Le nouveau gouvernement soudanais de réconciliation nationale sera annoncé la semaine prochaine, bien que certains partis ne présentent pas de liste restreinte de candidats pour les rendez-vous attendus, a déclaré un assistant présidentiel soudanais hier.

S’exprimant lors d’une conférence de presse, Ibrahim Mahmoud Hamid a confirmé que le nouveau gouvernement ne dépasserait pas 31 ministères et que le parti au pouvoir renoncerait à certains de ses sièges pour assurer des postes ministériels pour les membres des partis participant au processus de dialogue national.

“Des consultations pour former le gouvernement de réconciliation nationale ont été conclues; Nous n’avons pas reçu une liste restreinte de candidats pour le Parti du Congrès Populaire (PCP), et l’autre, mais le PCP participera au gouvernement. Nous nous attendons à ce que l’annonce soit probablement la semaine prochaine “, a-t-il déclaré.
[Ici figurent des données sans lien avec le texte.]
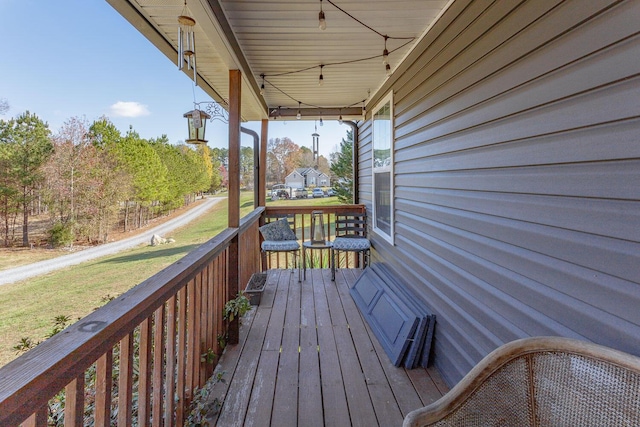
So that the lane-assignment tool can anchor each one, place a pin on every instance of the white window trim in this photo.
(389, 238)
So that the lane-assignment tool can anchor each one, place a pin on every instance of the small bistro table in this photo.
(311, 246)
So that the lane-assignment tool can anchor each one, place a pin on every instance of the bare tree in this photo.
(4, 106)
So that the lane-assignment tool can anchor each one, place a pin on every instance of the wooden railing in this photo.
(140, 358)
(317, 259)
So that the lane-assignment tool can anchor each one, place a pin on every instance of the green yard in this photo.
(28, 308)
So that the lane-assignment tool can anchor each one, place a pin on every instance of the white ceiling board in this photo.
(282, 36)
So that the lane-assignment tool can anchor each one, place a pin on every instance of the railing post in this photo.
(235, 84)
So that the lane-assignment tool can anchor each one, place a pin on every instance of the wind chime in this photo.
(187, 42)
(316, 144)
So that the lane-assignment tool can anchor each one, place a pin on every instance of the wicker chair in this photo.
(351, 236)
(279, 237)
(545, 381)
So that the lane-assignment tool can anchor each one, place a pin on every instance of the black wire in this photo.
(365, 25)
(304, 103)
(351, 61)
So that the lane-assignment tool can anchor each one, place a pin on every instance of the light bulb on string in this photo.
(322, 22)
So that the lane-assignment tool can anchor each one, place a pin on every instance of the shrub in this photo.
(61, 235)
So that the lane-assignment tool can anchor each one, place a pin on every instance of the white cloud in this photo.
(129, 109)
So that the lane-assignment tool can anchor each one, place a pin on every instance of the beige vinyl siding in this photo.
(517, 175)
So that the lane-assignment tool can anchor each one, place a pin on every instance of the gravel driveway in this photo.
(41, 267)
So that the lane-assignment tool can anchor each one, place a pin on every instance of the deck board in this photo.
(307, 358)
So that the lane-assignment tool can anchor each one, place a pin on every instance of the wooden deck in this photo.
(306, 358)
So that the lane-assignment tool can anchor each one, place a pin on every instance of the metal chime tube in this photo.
(180, 52)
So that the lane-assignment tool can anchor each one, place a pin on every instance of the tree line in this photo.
(88, 175)
(90, 178)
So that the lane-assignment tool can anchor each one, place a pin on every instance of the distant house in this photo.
(307, 177)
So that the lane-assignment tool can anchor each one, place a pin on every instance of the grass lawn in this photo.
(27, 308)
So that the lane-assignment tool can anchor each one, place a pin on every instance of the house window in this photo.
(383, 168)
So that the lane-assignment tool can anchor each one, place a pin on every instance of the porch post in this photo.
(262, 171)
(235, 82)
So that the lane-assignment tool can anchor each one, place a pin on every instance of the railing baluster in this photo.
(38, 419)
(74, 402)
(144, 379)
(182, 351)
(197, 345)
(158, 366)
(204, 301)
(104, 383)
(125, 381)
(191, 341)
(171, 362)
(211, 340)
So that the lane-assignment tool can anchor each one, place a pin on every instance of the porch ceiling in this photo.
(278, 38)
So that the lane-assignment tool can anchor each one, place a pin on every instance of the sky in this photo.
(79, 58)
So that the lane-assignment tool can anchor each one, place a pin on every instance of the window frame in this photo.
(388, 99)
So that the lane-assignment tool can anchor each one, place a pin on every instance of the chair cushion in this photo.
(280, 245)
(277, 231)
(351, 244)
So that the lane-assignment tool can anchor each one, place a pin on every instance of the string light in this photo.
(322, 25)
(385, 52)
(322, 22)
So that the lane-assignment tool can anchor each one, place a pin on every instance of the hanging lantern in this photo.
(187, 41)
(197, 123)
(317, 228)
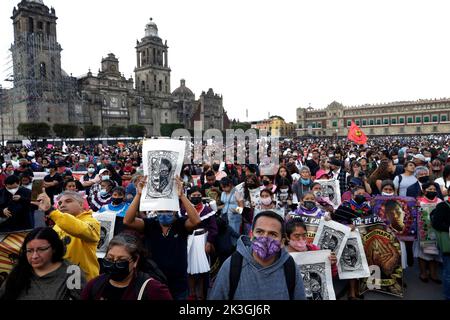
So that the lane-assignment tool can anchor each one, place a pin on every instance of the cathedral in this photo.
(43, 92)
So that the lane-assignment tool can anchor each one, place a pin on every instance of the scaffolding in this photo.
(42, 91)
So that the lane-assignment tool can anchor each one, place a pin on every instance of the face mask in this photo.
(424, 179)
(359, 199)
(266, 201)
(309, 205)
(116, 201)
(13, 191)
(196, 200)
(265, 247)
(299, 245)
(165, 219)
(118, 271)
(431, 195)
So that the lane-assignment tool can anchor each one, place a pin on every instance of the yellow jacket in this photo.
(80, 235)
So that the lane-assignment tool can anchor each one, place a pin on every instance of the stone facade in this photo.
(43, 92)
(396, 118)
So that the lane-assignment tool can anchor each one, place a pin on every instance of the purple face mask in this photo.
(266, 247)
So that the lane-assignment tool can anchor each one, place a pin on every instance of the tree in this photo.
(116, 131)
(136, 131)
(65, 131)
(91, 131)
(34, 131)
(168, 128)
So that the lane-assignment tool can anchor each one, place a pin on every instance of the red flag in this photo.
(356, 135)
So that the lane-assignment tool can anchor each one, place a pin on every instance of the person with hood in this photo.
(15, 206)
(260, 262)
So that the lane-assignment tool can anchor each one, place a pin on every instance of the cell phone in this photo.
(36, 189)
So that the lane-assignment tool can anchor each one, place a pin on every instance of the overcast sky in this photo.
(266, 56)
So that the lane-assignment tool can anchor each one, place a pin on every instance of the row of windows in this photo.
(385, 121)
(401, 120)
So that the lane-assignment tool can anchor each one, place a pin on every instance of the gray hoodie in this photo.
(256, 282)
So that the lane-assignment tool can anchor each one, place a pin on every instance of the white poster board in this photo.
(162, 161)
(315, 267)
(107, 221)
(353, 262)
(331, 190)
(333, 236)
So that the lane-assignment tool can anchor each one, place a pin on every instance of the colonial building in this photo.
(395, 118)
(43, 92)
(276, 126)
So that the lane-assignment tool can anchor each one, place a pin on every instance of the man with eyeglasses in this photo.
(76, 227)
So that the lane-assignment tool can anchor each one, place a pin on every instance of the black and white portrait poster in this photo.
(331, 190)
(162, 160)
(333, 236)
(315, 267)
(353, 261)
(107, 221)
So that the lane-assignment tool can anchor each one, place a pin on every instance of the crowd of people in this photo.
(225, 243)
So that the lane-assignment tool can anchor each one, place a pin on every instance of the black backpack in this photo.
(236, 268)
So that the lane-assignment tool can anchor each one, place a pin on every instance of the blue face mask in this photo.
(305, 182)
(165, 219)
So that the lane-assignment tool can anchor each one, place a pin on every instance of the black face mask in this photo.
(359, 199)
(309, 205)
(117, 271)
(431, 195)
(196, 200)
(424, 179)
(117, 201)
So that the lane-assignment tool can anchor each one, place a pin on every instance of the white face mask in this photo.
(13, 191)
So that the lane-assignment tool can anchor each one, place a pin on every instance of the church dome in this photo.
(182, 91)
(151, 29)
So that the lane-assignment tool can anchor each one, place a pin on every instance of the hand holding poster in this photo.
(162, 161)
(315, 267)
(353, 262)
(333, 236)
(331, 190)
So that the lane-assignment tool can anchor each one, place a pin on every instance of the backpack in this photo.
(236, 268)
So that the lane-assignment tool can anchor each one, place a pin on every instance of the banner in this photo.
(333, 236)
(331, 190)
(353, 262)
(107, 221)
(315, 268)
(162, 161)
(383, 254)
(400, 213)
(426, 234)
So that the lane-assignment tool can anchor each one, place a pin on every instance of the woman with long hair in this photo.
(125, 264)
(41, 272)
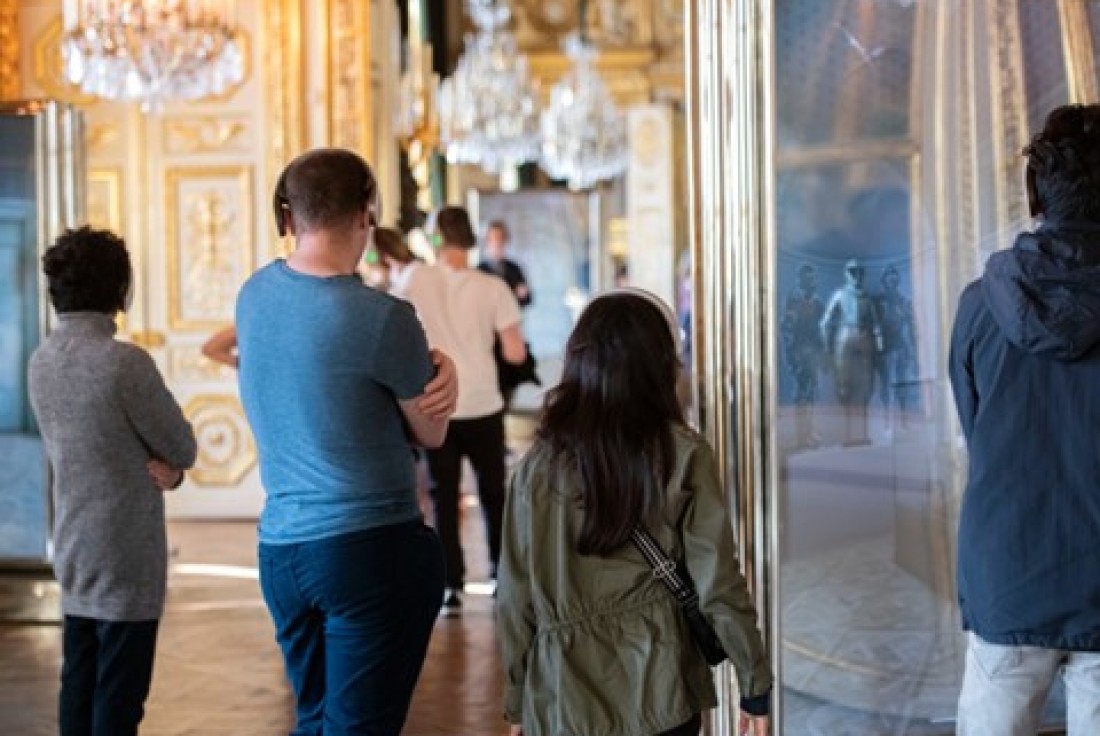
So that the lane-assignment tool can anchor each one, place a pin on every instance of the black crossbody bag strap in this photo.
(668, 572)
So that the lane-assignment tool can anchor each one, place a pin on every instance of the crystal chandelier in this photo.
(583, 131)
(488, 107)
(152, 52)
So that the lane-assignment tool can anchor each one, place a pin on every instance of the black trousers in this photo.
(106, 671)
(482, 441)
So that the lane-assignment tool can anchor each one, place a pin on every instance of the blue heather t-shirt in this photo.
(322, 363)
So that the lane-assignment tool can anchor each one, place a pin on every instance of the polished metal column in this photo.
(729, 85)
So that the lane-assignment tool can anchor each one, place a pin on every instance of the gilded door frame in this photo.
(728, 50)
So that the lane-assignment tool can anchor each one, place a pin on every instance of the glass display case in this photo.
(41, 185)
(855, 162)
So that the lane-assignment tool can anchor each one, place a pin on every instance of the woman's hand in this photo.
(752, 725)
(165, 476)
(441, 394)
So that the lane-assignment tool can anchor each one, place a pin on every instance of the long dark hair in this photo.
(611, 418)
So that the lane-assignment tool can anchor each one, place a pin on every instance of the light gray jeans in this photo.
(1004, 689)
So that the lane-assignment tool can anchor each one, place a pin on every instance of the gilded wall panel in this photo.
(283, 81)
(349, 75)
(209, 243)
(227, 451)
(9, 50)
(207, 134)
(188, 363)
(105, 198)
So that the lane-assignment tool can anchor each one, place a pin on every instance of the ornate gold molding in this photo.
(208, 212)
(206, 134)
(283, 72)
(625, 72)
(9, 50)
(188, 363)
(1078, 51)
(105, 198)
(227, 451)
(349, 74)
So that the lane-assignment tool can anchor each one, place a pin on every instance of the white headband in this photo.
(670, 316)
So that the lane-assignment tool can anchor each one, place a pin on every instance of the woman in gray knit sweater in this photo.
(116, 438)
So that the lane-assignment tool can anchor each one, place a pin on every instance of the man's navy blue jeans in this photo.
(106, 671)
(353, 615)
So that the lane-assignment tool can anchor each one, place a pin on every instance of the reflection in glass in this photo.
(23, 514)
(899, 128)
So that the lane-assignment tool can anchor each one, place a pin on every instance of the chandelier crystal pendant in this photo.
(488, 108)
(152, 52)
(584, 139)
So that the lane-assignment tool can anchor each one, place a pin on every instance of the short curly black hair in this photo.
(1064, 161)
(88, 271)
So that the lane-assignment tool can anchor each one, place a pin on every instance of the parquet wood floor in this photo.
(219, 670)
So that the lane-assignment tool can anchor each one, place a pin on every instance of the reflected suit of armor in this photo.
(853, 334)
(897, 365)
(803, 350)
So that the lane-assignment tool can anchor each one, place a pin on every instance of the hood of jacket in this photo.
(1044, 292)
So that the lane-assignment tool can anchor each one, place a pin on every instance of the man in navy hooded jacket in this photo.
(1025, 370)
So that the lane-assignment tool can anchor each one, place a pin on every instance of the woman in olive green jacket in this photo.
(593, 644)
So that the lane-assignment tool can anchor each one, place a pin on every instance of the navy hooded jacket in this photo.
(1025, 369)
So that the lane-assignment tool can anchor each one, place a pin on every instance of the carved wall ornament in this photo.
(210, 134)
(285, 103)
(9, 50)
(349, 75)
(105, 199)
(227, 451)
(99, 136)
(188, 363)
(209, 213)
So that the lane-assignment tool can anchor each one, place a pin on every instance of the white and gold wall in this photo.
(189, 189)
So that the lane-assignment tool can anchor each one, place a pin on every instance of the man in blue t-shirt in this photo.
(337, 381)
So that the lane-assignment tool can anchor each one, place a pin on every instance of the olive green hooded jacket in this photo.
(596, 646)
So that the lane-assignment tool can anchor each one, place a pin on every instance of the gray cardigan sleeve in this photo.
(154, 413)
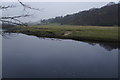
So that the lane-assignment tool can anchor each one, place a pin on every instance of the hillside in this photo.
(104, 16)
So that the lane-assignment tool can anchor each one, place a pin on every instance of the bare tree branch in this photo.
(15, 19)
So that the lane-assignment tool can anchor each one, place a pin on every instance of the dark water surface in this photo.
(32, 57)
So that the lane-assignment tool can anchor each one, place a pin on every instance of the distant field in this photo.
(84, 33)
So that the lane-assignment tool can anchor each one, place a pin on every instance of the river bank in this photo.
(81, 33)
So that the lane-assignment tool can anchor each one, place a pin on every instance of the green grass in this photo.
(84, 33)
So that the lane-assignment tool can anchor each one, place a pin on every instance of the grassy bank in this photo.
(84, 33)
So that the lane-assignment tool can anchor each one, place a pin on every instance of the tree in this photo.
(15, 19)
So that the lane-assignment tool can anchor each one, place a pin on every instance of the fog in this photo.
(49, 9)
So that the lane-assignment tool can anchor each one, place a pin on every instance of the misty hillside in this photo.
(104, 16)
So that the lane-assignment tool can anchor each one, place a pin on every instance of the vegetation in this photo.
(84, 33)
(104, 16)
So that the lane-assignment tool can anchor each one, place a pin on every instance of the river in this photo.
(26, 56)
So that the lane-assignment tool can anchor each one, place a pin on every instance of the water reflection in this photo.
(30, 57)
(106, 45)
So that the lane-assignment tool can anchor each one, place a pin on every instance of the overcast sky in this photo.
(50, 9)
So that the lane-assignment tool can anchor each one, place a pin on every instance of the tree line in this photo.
(104, 16)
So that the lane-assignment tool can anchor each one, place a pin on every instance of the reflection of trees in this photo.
(6, 35)
(107, 45)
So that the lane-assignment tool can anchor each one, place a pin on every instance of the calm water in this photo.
(32, 57)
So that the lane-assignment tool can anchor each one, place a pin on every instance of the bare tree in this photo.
(15, 19)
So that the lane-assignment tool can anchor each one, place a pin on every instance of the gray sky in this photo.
(50, 9)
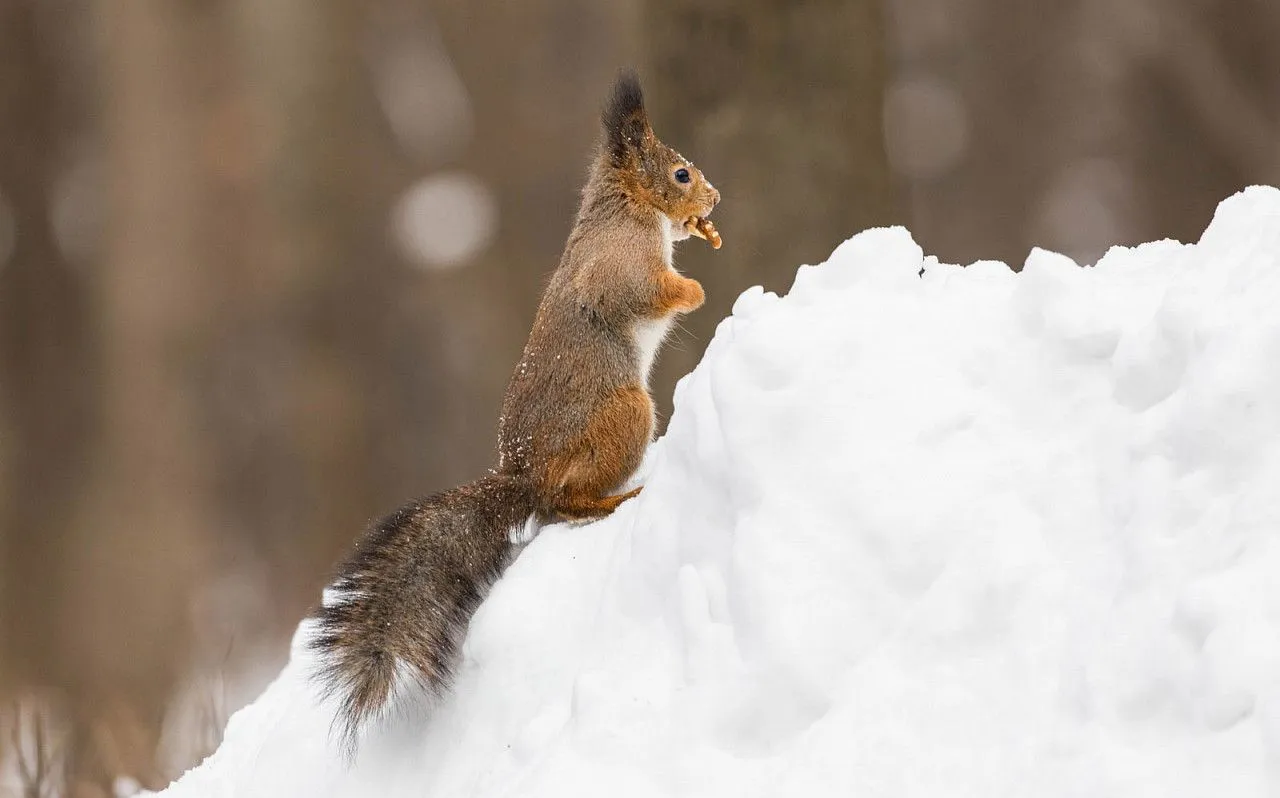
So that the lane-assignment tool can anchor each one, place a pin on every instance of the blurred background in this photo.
(265, 265)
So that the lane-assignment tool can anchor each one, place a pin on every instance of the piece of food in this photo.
(703, 228)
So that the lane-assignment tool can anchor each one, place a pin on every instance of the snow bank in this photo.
(963, 533)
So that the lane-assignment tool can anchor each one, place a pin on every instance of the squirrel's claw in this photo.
(704, 229)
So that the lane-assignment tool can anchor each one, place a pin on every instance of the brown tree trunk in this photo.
(45, 382)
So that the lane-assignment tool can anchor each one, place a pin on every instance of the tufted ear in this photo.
(626, 126)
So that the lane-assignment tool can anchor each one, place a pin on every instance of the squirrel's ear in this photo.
(626, 126)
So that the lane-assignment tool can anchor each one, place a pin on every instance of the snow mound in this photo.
(956, 533)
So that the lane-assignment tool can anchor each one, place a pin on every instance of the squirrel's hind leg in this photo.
(579, 480)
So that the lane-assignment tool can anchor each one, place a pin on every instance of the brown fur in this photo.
(576, 420)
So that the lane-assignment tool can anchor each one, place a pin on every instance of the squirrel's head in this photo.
(649, 169)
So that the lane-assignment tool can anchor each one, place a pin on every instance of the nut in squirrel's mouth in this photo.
(704, 229)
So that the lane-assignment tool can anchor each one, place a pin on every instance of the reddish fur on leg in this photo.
(577, 482)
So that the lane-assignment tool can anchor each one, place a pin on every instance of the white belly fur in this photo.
(648, 337)
(650, 333)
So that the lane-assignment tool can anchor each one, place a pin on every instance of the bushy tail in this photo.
(400, 607)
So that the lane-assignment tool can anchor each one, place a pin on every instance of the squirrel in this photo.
(575, 423)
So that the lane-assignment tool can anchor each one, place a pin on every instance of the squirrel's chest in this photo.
(648, 336)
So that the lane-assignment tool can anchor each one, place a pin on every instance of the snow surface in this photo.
(970, 533)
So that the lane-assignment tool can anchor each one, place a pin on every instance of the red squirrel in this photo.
(575, 424)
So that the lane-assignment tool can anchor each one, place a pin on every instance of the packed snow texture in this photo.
(956, 533)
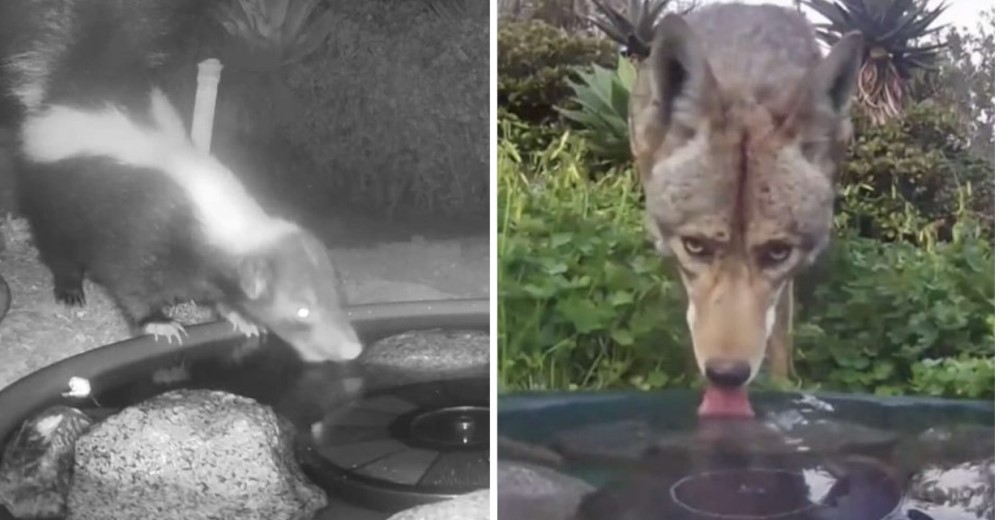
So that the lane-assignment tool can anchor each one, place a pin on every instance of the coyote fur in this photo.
(737, 128)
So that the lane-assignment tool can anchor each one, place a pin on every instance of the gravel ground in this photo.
(37, 331)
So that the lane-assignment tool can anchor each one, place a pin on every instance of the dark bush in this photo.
(906, 179)
(534, 62)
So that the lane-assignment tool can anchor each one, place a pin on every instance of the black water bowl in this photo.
(855, 488)
(393, 448)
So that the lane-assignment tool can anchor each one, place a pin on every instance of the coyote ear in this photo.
(831, 85)
(683, 82)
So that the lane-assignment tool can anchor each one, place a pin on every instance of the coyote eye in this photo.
(774, 253)
(696, 247)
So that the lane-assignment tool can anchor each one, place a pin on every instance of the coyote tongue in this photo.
(725, 402)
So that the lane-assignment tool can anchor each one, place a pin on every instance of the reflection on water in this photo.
(804, 458)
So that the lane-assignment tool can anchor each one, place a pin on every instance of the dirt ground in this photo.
(380, 263)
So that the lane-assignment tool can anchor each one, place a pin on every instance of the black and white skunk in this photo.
(114, 191)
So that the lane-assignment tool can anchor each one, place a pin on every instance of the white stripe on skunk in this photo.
(231, 218)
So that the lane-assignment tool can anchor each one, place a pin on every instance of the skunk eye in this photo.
(696, 247)
(775, 253)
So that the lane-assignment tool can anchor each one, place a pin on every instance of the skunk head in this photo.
(292, 288)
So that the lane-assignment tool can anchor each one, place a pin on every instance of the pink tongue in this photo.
(725, 402)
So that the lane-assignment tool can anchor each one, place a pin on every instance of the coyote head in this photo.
(738, 165)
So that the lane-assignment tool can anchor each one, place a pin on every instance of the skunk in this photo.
(115, 191)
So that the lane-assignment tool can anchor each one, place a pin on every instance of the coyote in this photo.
(737, 128)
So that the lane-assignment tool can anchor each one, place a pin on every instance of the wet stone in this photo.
(968, 487)
(955, 471)
(471, 506)
(37, 463)
(191, 455)
(426, 355)
(531, 492)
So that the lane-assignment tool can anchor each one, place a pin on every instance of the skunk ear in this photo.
(256, 277)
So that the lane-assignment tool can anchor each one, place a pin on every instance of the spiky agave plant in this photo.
(261, 38)
(894, 31)
(633, 30)
(275, 32)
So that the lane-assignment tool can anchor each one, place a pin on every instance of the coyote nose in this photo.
(726, 373)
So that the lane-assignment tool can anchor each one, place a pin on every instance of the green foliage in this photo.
(534, 61)
(602, 97)
(582, 304)
(907, 178)
(585, 302)
(633, 29)
(885, 310)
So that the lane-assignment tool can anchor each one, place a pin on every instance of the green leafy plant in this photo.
(602, 97)
(633, 30)
(885, 308)
(893, 32)
(535, 59)
(582, 303)
(909, 178)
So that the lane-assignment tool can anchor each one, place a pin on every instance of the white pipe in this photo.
(204, 103)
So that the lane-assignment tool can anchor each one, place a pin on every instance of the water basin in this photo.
(805, 457)
(425, 440)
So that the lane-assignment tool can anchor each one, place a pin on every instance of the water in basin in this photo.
(804, 457)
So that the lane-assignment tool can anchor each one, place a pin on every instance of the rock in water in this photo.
(530, 492)
(38, 461)
(191, 455)
(954, 471)
(472, 506)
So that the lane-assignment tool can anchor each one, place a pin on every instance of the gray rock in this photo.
(191, 455)
(529, 492)
(37, 463)
(968, 487)
(952, 470)
(472, 506)
(427, 355)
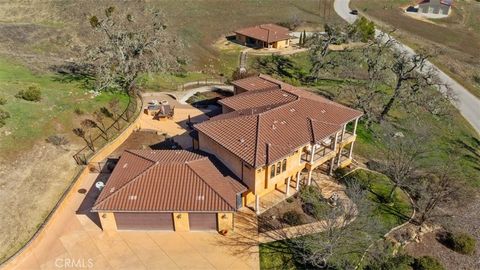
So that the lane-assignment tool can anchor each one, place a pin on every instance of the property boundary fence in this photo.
(122, 122)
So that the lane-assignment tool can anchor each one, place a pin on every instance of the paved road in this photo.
(466, 103)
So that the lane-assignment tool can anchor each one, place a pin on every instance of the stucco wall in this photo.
(107, 219)
(181, 222)
(225, 221)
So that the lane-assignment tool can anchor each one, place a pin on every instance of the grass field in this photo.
(277, 256)
(453, 42)
(34, 173)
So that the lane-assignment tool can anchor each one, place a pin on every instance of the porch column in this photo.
(257, 204)
(309, 181)
(339, 156)
(332, 163)
(288, 185)
(297, 187)
(335, 142)
(312, 153)
(351, 150)
(355, 127)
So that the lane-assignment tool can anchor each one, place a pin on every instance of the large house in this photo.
(441, 7)
(264, 36)
(270, 136)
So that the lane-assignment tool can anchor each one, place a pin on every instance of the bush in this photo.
(427, 263)
(461, 242)
(57, 140)
(33, 93)
(78, 111)
(292, 218)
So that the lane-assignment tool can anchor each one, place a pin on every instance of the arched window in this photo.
(284, 165)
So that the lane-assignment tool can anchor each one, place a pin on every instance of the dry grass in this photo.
(454, 41)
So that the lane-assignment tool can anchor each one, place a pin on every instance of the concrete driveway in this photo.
(466, 103)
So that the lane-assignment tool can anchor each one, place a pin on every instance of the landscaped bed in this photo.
(278, 255)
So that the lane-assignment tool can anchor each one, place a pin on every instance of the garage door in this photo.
(202, 221)
(144, 221)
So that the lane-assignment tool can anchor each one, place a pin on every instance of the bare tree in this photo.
(131, 46)
(319, 44)
(401, 157)
(100, 119)
(81, 133)
(87, 127)
(442, 187)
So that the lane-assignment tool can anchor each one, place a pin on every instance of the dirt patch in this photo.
(30, 185)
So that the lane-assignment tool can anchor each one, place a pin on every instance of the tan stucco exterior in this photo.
(181, 223)
(225, 221)
(107, 219)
Hamid a confirmé que la présidence actuelle, le parlementaire et les gouverneurs des États ne seraient pas affectés par la formation du nouveau gouvernement et a déclaré qu’il n’y avait plus de justification morale pour prendre des armes ou continuer à combattre le gouvernement qui a reçu le soutien Des communautés régionales et internationales.

Hamid a fait une référence directe au Mouvement populaire de libération du Soudan – Nord, (SPLM-N) et a critiqué la demande du groupe rebelle de retarder les pourparlers avec le gouvernement, en tant que “excuse fragile”.

“La demande du SPLM-N aux États-Unis de ne pas lever les sanctions au Soudan est une attitude honteuse car le fardeau des sanctions incomberait aux Soudanais”, a-t-il ajouté.

Depuis la sécession du Soudan du Sud après un référendum en 2011, le groupe rebelle SPLM-N a été en guerre avec le gouvernement soudanais dans deux régions du nord, le Sud-Kordofan et le Nil Bleu luttant pour une plus grande autonomie. Ces régions ont bénéficié d’un statut spécial dans l’Accord de paix global de 2005 en raison de leur alignement politique sur le Soudan du Sud, mais n’ont pas été votés lors du référendum.

La formation du nouveau gouvernement est l’aboutissement d’un processus de deux ans appelé Dialogue national. Des groupes armés, tels que le SPLM-N, ont été interdits par le gouvernement soudanais et n’ont participé au processus de réconciliation.